Boris III, Tsar of Bulgaria (January 30, 1894 – August 28, 1943), originally Boris Klemens Robert Maria Pius Ludwig Stanislaus Xaver (Boris Clement Robert Mary Pius Louis Stanislaus Xavier), son of Ferdinand I, came to the throne in 1918 upon the abdication of his father, following Bulgaria's defeat in World War I. This was the country's second major defeat in only five years, after the disastrous Second Balkan War (1913). Under the Treaty of Neuilly, Bulgaria was forced to cede new territories and pay crippling reparations to its neighbors, thereby threatening political and economic stability. Two political forces, the Agrarian Union and the Communist Party, were calling for the overthrowing of the monarchy and the change of the government. It was in these circumstances that Boris succeeded to the throne.
In the coup on May 19, 1934, the Zveno military organisation established a dictatorship and abolished the political parties in Bulgaria. King Boris was reduced to the status of a puppet king as a result of the coup. In the following year, he staged a counter-coup and assumed control of the country by establishing a regime loyal to him. The political process was controlled by the Tsar, but a form of parliamentary rule was re-introduced, without the restoration of the political parties.
Boris married Giovanna of Italy, daughter of Victor Emmanuel III of Italy, first in Assisi in October 1930 (attended by Benito Mussolini), and then at an Orthodox ceremony in Sofia. The marriage produced a daughter, Maria Louisa, in January 1933, and a son and heir to the throne, Simeon, in 1937.
In early 1943, Nazi officials requested that Bulgaria send its Jewish population to Poland. The request caused a public outcry, and a campaign whose most prominent leaders were Parliament Vice-Chairman Dimitar Peshev and the head of the Bulgarian Orthodox Church, Archbishop Stefan, was organized. Following this campaign Boris refused to permit the extradition of Bulgaria's 50,000 Jews. Nonetheless, he did sanction the German demand for the extradition of 11,343 Jews from those territories re-occupied by Bulgaria. These two decisions have led to a position today where large numbers of people regard Boris as a hero for 'saving' Bulgaria's Jews, and large numbers revile him for condemning those of the occupied territories. The extent to which the Tsar was able to influence events in either case remains a matter of debate.
Most irritating for Hitler, however, was the Tsar's refusal to declare war on the Soviet Union or send Bulgarian troops to the Eastern front. On the 9 August 1943, Hitler summoned Boris to a stormy meeting at Rastenburg, East Prussia, where Tsar Boris arrived by plane from Vrajdebna on Saturday 14 August. While Bulgaria had declared a 'symbolic' war on the distant United Kingdom and the United States, at that meeting Boris once again refused to get involved in the war against the Soviet Union, giving as two major reasons for his unwillingness to send troops to Russia -- first, that many ordinary Bulgarians had strong Russophile sentiments; and second, that the political and military position of Turkey remained unclear. The 'symbolic' war against the Western Allies, however, turned into a disaster for the citizens of Sofia as the city was heavily bombarded by the US, and the British Royal Air Force, in 1943 and 1944.

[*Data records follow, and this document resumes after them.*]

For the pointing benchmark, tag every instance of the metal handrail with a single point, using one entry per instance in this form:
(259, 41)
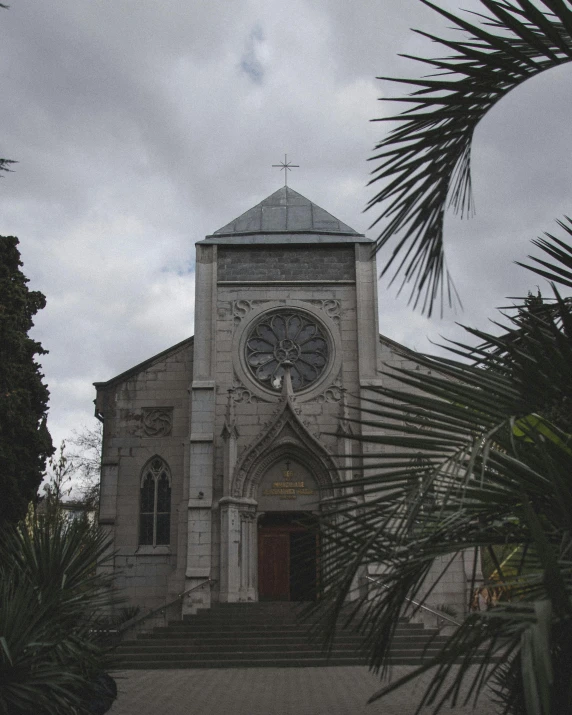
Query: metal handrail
(416, 603)
(139, 619)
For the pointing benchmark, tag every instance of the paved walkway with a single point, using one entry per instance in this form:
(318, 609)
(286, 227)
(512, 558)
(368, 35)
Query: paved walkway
(268, 691)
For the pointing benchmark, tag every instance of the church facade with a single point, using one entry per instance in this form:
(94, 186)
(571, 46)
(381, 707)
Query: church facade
(221, 453)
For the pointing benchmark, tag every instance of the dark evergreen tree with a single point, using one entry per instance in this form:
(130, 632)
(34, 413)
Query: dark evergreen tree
(25, 442)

Following a large and impressive State Funeral at the Alexander Nevsky Cathedral, Sofia, where the streets were lined with weeping crowds, the coffin of Tsar Boris III was taken by train to the mountains and buried in Bulgaria's largest and most important monastery, the Rila Monastery. After taking power in September 1944, the Communist-dominated government had his body exhumed and secretly buried in the courtyard of the Vrana Palace near Sofia. At a later time the Communist authorities removed the zinc coffin from Vrana and moved it to a secret location, which remains unknown to this day. After the fall of communism, an excavation attempt was made at the Vrana Palace, in which only Boris's heart was found, as it had been put in a glass cylinder outside the coffin. The heart was taken by his widow in 1993 to Rila Monastery where it was reinterred.